While Cuccinelli’s office has continued to respond to requests for documents under the law — which says that except in certain instances, all records of public bodies should be accessible to the public — it has begun to insert new language into its responses citing a 2011 Virginia Supreme Court case to support the claim that the law does not apply to the office.

Senior Assistant Attorney General James E. Schliessmann indicated in a letter last week to one recent FOIA request lodged by open government advocate Waldo Jaquith that a “good faith argument” could be made that the office responds to FOIA inquiries merely as a “courtesy.”

The Roanoke Times reported Sunday that it too had recently received a FOIA response from the attorney general that asserted the FOIA does not apply to the office.

In a statement, Cuccinelli spokesman Brian Gottstein said the office is “committed to transparency, which includes complying with the protocols of FOIA.”

He said the office responds to each request it receives, numbering in the several hundred each year.

But he confirmed that Cuccinelli’s position is that the court ruling means that FOIA does not apply to constitutional offices, which include the attorney general.

“In our responses to requests, we provide boilerplate information referencing Christian v. SCC merely to inform requestors that — while we are voluntarily supplying the responsive documents — in no way are we waiving any legal argument we may make in court about FOIA’s inapplicability to constitutional offices,” Gottstein said.

In the 2011 case, the Virginia Supreme Court ruled that because the State Corporation Commission is created in the Virginia Constitution and does not derive its authority from the legislature, it is not a “public body” and is exempt from FOIA law.

The court noted it had previously ruled that Commonwealth Attorney’s offices also were exempt from the law for the same reason.
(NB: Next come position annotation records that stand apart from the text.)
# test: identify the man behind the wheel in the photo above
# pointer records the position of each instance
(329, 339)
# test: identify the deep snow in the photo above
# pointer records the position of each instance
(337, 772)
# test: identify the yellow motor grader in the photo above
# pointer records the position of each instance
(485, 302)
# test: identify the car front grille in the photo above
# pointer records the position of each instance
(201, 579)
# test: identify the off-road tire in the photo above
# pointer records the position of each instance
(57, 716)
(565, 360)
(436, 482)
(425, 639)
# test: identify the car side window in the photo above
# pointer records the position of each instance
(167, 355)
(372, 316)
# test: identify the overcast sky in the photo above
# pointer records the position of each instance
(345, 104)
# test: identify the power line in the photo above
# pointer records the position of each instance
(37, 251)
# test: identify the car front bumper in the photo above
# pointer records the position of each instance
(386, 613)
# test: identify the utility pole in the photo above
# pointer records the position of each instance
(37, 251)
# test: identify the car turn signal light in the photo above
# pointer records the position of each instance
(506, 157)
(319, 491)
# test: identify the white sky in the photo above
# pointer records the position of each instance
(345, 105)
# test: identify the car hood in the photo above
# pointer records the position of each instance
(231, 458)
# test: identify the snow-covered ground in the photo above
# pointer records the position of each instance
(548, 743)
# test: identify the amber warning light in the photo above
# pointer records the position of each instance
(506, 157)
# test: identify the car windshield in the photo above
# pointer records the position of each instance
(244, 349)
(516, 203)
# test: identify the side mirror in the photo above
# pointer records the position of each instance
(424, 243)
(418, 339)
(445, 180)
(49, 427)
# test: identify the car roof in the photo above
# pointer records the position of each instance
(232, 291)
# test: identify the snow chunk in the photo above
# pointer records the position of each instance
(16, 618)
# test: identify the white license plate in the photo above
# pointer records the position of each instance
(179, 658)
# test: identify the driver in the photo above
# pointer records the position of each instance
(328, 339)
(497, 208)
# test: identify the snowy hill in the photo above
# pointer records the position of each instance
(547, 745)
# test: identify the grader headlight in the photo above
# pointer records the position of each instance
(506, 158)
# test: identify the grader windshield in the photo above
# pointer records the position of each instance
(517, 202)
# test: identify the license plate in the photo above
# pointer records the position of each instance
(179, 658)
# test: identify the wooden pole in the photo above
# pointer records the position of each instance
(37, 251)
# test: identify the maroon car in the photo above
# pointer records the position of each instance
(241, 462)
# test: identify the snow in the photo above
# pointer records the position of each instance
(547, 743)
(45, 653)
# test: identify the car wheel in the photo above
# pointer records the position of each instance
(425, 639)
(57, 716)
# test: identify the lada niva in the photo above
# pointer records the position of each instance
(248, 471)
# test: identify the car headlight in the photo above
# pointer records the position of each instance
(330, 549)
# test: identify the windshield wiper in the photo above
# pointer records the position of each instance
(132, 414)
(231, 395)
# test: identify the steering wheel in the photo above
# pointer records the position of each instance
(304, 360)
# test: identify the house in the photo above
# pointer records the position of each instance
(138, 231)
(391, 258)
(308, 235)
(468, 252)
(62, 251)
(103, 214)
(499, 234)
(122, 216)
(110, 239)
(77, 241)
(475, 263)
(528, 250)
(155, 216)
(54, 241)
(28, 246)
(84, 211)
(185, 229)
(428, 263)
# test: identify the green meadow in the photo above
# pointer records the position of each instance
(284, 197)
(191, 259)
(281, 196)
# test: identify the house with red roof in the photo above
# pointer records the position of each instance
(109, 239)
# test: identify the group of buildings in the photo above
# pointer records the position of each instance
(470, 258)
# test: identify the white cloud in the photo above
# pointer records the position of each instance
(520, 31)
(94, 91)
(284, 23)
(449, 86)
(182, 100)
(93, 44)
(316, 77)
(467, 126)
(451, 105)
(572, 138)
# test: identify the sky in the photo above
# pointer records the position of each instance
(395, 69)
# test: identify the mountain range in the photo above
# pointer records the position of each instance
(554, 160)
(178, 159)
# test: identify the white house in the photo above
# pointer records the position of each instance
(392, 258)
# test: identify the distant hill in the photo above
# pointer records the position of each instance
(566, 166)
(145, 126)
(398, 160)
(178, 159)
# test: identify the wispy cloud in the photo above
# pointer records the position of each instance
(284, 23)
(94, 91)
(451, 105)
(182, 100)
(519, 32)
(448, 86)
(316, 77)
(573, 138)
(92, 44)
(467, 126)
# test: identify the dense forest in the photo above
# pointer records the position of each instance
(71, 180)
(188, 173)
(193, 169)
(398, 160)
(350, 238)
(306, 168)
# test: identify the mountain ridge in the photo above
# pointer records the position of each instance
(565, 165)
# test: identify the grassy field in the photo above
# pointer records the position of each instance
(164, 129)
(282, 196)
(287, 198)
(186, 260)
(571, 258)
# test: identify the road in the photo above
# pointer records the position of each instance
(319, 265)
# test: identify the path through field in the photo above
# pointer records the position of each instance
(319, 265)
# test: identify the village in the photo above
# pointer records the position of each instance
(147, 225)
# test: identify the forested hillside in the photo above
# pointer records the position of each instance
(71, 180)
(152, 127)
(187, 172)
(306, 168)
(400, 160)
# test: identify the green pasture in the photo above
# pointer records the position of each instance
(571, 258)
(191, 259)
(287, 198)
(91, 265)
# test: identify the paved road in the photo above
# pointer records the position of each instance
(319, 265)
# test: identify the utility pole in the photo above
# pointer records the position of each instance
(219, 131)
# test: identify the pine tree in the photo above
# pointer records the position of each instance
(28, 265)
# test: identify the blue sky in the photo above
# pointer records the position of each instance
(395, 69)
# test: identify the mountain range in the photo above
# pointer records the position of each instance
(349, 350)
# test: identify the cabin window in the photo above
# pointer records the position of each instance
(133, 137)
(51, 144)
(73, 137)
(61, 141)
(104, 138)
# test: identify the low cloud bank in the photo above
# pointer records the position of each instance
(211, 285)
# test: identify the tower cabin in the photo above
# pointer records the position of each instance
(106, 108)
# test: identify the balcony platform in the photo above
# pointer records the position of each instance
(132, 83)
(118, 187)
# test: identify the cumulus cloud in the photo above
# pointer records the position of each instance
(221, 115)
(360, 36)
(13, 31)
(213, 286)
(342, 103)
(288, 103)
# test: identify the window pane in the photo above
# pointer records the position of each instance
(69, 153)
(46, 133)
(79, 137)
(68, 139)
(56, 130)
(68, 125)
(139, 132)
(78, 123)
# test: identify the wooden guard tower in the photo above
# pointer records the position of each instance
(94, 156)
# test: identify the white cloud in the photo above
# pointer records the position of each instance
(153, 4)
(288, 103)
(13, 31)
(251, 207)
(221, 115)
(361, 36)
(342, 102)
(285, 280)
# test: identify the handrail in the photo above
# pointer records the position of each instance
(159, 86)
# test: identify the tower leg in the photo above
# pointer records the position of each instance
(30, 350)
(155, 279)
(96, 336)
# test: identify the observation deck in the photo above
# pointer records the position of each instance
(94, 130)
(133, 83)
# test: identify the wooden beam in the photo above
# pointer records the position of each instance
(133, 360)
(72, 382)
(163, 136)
Gottstein said the position of the office’s lawyers is that since the Office of the Attorney General is also created by the constitution, the same ruling would apply to its work.
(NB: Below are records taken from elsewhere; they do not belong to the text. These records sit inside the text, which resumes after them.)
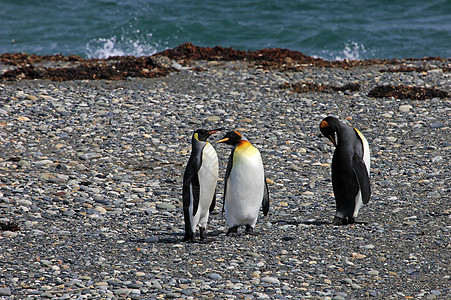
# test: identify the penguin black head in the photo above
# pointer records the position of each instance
(203, 134)
(231, 138)
(329, 127)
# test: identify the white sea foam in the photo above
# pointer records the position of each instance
(352, 51)
(107, 47)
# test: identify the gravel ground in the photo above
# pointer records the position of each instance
(91, 172)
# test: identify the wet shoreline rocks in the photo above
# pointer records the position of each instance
(91, 170)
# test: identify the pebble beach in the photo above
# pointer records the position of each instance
(91, 180)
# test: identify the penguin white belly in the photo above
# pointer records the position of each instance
(245, 187)
(208, 177)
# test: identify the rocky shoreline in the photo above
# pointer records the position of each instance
(91, 170)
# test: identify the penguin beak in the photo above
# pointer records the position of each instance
(223, 140)
(215, 130)
(332, 139)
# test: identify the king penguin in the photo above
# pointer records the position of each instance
(245, 188)
(350, 169)
(199, 184)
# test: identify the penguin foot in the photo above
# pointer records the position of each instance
(249, 230)
(233, 231)
(189, 237)
(202, 233)
(339, 221)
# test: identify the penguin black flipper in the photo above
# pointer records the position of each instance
(191, 178)
(213, 202)
(228, 170)
(359, 167)
(265, 203)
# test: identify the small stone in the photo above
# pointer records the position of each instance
(213, 119)
(23, 119)
(165, 206)
(214, 276)
(437, 125)
(138, 190)
(151, 239)
(369, 246)
(8, 233)
(347, 281)
(5, 292)
(405, 108)
(269, 279)
(24, 202)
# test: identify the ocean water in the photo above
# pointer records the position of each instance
(330, 29)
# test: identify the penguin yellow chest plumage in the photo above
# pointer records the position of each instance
(245, 186)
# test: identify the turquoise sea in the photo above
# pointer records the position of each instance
(330, 29)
In an interview Friday, Jaquith dismissed that notion. He noted that the General Assembly has provided specific exemptions to the law to protect some papers of the attorney general’s office from public review. Why would the legislature outline specific exemptions for the office, he reasoned, if it did not intend for the statute to otherwise apply?
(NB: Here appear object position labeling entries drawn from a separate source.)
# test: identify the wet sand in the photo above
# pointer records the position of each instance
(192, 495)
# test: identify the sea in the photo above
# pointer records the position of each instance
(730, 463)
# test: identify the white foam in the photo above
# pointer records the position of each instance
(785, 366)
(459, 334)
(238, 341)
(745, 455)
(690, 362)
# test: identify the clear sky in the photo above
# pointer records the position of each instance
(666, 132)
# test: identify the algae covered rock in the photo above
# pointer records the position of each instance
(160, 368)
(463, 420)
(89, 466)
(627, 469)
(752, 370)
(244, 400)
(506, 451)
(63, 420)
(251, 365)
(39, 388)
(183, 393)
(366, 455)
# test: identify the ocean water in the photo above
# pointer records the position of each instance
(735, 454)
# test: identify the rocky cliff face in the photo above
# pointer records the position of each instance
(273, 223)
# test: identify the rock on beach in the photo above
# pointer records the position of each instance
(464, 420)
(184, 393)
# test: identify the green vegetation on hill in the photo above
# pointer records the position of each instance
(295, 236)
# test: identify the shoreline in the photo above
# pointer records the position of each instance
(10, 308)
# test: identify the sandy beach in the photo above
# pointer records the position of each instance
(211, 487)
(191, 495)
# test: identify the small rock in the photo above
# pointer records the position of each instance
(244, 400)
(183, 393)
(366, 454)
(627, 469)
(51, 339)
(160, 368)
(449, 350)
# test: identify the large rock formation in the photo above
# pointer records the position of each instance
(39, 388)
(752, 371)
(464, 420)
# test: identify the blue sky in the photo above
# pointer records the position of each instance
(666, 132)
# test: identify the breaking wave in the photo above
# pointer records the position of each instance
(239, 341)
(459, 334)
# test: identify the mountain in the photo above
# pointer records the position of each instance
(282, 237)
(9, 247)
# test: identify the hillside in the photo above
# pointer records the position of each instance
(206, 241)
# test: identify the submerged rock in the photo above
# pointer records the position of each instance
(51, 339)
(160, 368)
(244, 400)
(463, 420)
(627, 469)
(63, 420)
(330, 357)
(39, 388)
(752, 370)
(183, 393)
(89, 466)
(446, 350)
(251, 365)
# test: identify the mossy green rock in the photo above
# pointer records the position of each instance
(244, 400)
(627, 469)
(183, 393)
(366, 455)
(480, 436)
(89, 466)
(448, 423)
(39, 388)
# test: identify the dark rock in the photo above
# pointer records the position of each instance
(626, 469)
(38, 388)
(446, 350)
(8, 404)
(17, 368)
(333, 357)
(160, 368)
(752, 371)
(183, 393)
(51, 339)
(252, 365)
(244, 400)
“Given that, it just seems like a crazy assertion that FOIA doesn’t apply to them,” said Jaquith, who launched the Web sites Richmond Sunlight and Virginia Decoded to help citizens better access data about their government.

He received his FOIA response as he prepared to attend the annual convention of the National Freedom of Information Coalition this weekend.

The attorney general’s office has not always held that FOIA did not apply to it. As of Sunday morning, the office’s Web site offered a tip sheet on “Rights and Responsibilities” of Virginia residents under the Freedom of Information Act, which provides guidance on how to file a FOIA request with the office.

In a section entitled “the office’s responsibilities in responding to your request,” the tip sheet indicates that the office must provide responsive documents to requests, outlining the specific exemptions named in the law that make only some records off-limits.

Jaquith’s FOIA request sought records showing when employees of the Office of the Attorney General had attended ethics training.

Virginia law requires that all state agencies conduct “semi-annual orientation courses on ethics in public contracting as well as any other applicable regulations governing the conduct of state officers and employees.”

It also requires that state agencies maintain records of when employees receive such training for five years and release them to the public upon request.

Given the recent controversies over gifts provided by Star Scientific Inc.’s chief executive to Gov. Robert F. McDonnell (R) and Cuccinelli, Jaquith said he thought it might be useful to know when employees had received training that could help avoid ethical entanglements. He said he filed a similar request with the governor’s office, which has not yet responded.

“I thought it would benefit them to provide this, so that when there are accusations of impropriety, the OAG office can say, ‘Listen, we provide extensive ethics training,’ ” Jaquith said.

In his response, Schleissmann said the office is not considered a “state agency” for the purposes of the law and so it did not have any documents to release about when employees had received training.

In a statement, Gottstein said that while the law does not apply to the attorney general’s office, “standard conflict of interest training” is provided to every attorney. He said the training is “consistent with the practice of past administrations.”